= Coyote Park =

American artist (born 1999)

Coyote Park (born 1999) is an American multidisciplinary artist, who resides in Los Angeles, California. He utilizes many forms of art, including photography, painting, and filmmaking. He is known for his trans and queer portraiture.

== Early life and education ==
Coyote Park was raised in Honolulu, Hawai'i. He is trans, identifies as two-spirit, and uses the pronouns he and they. Park is mixed race: Yurok, Korean, and German.

After graduating high school he moved to New York City, where he started photographing queer kink events, and found interest in portraiture. He graduated from Parsons School of Design with a Bachelor of Fine Arts degree in 2021 in humanities and photography.

== Career ==
Their work Kwomhlo’ochek, (translates to "I return by water") was part of the group exhibition Untouchable Artifacts: A Virtual and Printed Exhibition on Indigenous Storytelling, History, and Resilience (2021) through the Five Oaks Museum in Washington County, Oregon. This piece was made with acrylic paint on a 4 ft by 2 ft piece of plywood. According to the artist, it is based on a story by A.L Kroeber titled "Upriver Coyote," which is a Yurok myth about how water was brought to the tribe.

The Leslie-Lohman Museum of Art in New York City exhibited Park's work in 2021 and in 2023. In 2021, their photography was shown in a collection titled Chosen, which portrayed art depicting "queer chosen family". His debut solo exhibition was focused on his own experiences with his relationships, Coyote Park: I Love You Like Mirrors Do (2023) was held at the Leslie-Lohman Museum of Art and curated by Stamatina Gregory. This was a part of the museum's series to show works from queer artists called "Interventions".

Park's piece Divinely Protected was showcased the three-person exhibition, Your Body Changes Everything (2023) at the Finnish Museum of Photography in Helsinki, which focused on trans and queer lives and stories.

Park's photography was a part the University of Southern California's Roski School of Art and Design group exhibition titled, Wayward Refusals (2023), which sought to bring together art pieces that represented minority experiences, and Park's art focused on the queer community.

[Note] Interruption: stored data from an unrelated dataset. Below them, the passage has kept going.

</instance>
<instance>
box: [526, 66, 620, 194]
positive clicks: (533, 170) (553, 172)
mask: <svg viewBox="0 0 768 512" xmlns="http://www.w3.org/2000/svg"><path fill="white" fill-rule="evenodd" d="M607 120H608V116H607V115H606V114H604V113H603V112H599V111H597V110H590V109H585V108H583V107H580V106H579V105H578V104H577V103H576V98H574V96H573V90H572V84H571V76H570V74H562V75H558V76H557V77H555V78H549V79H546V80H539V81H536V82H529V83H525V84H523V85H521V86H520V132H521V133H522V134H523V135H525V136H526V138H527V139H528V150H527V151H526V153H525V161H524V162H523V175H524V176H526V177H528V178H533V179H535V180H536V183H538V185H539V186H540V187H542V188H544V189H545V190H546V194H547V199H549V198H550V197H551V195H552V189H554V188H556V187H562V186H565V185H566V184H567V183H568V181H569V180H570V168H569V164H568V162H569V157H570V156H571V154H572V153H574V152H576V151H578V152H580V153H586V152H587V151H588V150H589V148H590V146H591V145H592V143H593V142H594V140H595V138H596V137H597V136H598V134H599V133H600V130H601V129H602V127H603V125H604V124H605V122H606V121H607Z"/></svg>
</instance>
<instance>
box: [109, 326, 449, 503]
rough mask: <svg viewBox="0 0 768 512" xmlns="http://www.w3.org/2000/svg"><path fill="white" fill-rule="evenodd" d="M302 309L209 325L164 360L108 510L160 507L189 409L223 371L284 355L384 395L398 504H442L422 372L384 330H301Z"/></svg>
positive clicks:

His solo exhibit, My Own Private Rodeo (2023) was on display at the West Hollywood Pride Arts Festival. The exhibit explored the question "What does it mean to exist in a way that our elders weren’t allowed to?," and included various photographs and videos as well as a performance by Park.

Park’s self-portrait photography was a part of the touring group exhibition, Body Freedom for Every(Body) (2024–2025). This cross-country mobile exhibition was hosted by Project for Empty Space and curated by Jasmine Wahl and Rebecca Pauline Jampol, it explored issues related to bodily autonomy in the United States.